If $9$ AM’s and HM’s are inserted between $2$ and $3$ and if the harmonic mean H is corresponding to arithmetic mean A, then $A_n + \dfrac{6}{H_n}$ is equal to
$
  1)1 \\
  2)3 \\
  3)5 \\
  4)6 \\
 $

Answer 1

Hint: Here we will use the standard series for the arithmetic and the harmonic expressions and then will use the standard formula for the nth terms of the series and then will take its summation and simplify for the resultant required value.

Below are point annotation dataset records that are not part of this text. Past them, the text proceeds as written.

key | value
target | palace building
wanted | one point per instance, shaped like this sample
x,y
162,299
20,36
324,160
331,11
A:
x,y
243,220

Complete step-by-step answer:
Let us assume that ${A_1},{A_2},.....{A_9}$ are the AM’s and
Also assume that, ${H_1},{H_2},.....{H_9}$ are the HM’s between a and b.
Given that - $9$ AM’s and HM’s are inserted between $2$ and $3$
Therefore, the total number of terms $ = 9 + 2 = 11$
Consider the Arithmetic progression to be –
$2,{A_1},{A_2},.....{A_9},3$
By using the formula for the nth term in the arithmetic progression –
${a_n} = a + (n - 1)d$
Now for the eleventh term will be –
${a_{11}} = a + (11 - 1)d$
Place the known values in the above expression –
$3 = 2 + (10)d$
Make the required term the subject. When you move any term from one side to the opposite side then the sign of the terms also changes. Positive term becomes negative and vice-versa.
$3 - 2 = (10)d$
Simplify the above expression –
$1 = (10)d$
Term multiplicative on one side if moved to the opposite side then it goes to the denominator.
$d = \dfrac{1}{{10}}$
Now, the terms in the arithmetic progression can be given as –
${A_1} = 2 + d$
${A_n} = 2 + \dfrac{n}{{10}}$ ….. (A)
Let us consider the HP $2,{H_1},{H_2},.....{H_9},3$
Also $\dfrac{1}{2},\dfrac{1}{{{H_1}}},{\dfrac{1}{H}_2},.....\dfrac{1}{{{H_9}}},\dfrac{1}{3}$
Now, ${a_{11}} = a + 100$
Place the known values in the above expression –
$\dfrac{1}{2} + 10D = \dfrac{1}{3}$
Simplify the above expression –
\[
  10D = \dfrac{1}{3} - \dfrac{1}{2} \\
  10D = - \dfrac{1}{6} \\
  D = - \dfrac{1}{{60}} \\
 \]
Now,
$\dfrac{1}{{{H_1}}} = \dfrac{1}{2} - \dfrac{1}{{60}}$
Similarly, nth term can be given as –
$\dfrac{1}{{{H_n}}} = \dfrac{1}{2} - \dfrac{n}{{60}}$
Simplify the above expression –
$\dfrac{6}{{{H_n}}} = 3 - \dfrac{n}{{10}}$ ….. (B)
From the equations (A) and (B) –
${A_n} + \dfrac{6}{{{H_n}}} = 2 + \dfrac{n}{{10}} + 3 - \dfrac{n}{{10}}$
Like terms with the same value and opposite sign cancels each other.
${A_n} + \dfrac{6}{{{H_n}}} = 5$
From the given multiple choices – the third option is the correct answer.
So, the correct answer is “Option 3”.

Note: Harmonic mean can be defined as the type of numerical average and it is calculated by dividing the number of observations by the reciprocal of each of the numbers given in the series while in arithmetic progression the difference between two consecutive terms remains the same. Be careful while simplifying the terms and its sign convention.